Goemans-Williamson

See also SoS.

(From Algorithms 15)

Relaxing a combinatorial optimization to a SDP: let \(x_i\) be unit vectors instead of \(-1,1\). Recover by partitioning with a random hyperplane.
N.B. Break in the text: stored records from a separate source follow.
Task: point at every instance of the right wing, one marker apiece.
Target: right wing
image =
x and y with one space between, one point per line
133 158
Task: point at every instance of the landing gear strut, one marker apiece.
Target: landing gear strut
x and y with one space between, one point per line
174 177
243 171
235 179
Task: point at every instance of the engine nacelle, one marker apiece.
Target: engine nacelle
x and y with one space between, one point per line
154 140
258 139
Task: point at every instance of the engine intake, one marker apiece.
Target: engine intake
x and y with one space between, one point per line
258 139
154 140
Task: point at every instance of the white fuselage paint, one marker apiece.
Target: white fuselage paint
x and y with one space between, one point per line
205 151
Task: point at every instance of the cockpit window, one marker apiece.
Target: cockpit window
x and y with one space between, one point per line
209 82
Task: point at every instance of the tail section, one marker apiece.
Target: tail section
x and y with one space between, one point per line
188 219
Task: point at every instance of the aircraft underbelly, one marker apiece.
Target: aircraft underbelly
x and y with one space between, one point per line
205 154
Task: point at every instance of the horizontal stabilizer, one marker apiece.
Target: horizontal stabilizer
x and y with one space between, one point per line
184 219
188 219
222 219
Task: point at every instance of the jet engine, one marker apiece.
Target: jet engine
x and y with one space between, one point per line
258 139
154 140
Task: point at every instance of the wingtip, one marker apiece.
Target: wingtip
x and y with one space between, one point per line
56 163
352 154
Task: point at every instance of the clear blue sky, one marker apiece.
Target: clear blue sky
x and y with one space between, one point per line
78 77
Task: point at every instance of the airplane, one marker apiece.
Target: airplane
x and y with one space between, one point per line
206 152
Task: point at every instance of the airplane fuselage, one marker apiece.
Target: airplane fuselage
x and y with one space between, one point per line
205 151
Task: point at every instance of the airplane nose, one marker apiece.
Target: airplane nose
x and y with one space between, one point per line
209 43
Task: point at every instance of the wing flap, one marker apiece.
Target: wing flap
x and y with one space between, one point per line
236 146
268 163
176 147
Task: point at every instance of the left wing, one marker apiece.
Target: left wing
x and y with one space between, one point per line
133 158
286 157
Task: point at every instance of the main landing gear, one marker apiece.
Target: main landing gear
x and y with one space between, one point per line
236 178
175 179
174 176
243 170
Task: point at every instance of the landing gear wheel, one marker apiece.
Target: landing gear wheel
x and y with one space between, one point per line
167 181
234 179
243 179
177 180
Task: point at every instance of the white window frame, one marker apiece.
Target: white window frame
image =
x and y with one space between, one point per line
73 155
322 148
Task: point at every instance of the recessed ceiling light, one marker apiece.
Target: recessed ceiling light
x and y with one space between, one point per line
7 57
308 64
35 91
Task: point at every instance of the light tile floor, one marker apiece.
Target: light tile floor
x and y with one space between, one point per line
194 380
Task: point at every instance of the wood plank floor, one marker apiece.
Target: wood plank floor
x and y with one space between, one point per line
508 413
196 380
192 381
Ex. for min-cut, \(\sum_{\{i,j\}\in E}\rc 4|v_i-v_j|^2\).

We find \[ \E(\text{cut edges})=\sum_{ij\in E}\fc{\te_{ij}}{\pi}\ge\ub{\min_{\te\in [0,\pi]}\fc{2\te}{\pi(1-\cos\te)}}{\approx .878} \sum_{ij\in E} \rc2(1-\cos\te_{ij}). \]

For MAX-2SAT, have a dummy vector \(u_0\) for true (so that variable assignments correspond to \(u_i=\pm u_0\)), maximize \[\begin{align} OPT=\sum1-\rc4(u_0-u_{k1})(u_0-u_{k2})&=\sum \rc 4(1+u_0\cdot u_{k1})+\rc 4(1+u_0\cdot u_{k2})+\rc 4(1 - u_{k1}\cdot u_{k2})\\ &=\sum \rc4(1 +\cos \fc{\te_{0,k1}}{\pi})+\cdots \\ \E&=\sum\rc 4(1-\fc{\te_{0,k1}}{\pi})+\cdots\\ &\ge \min_{\te\in[0,\pi]}\fc{2(\pi-\te)}{\pi(1+\cos\te)}\cdot OPT, \end{align}\]

so we get .878-approximation.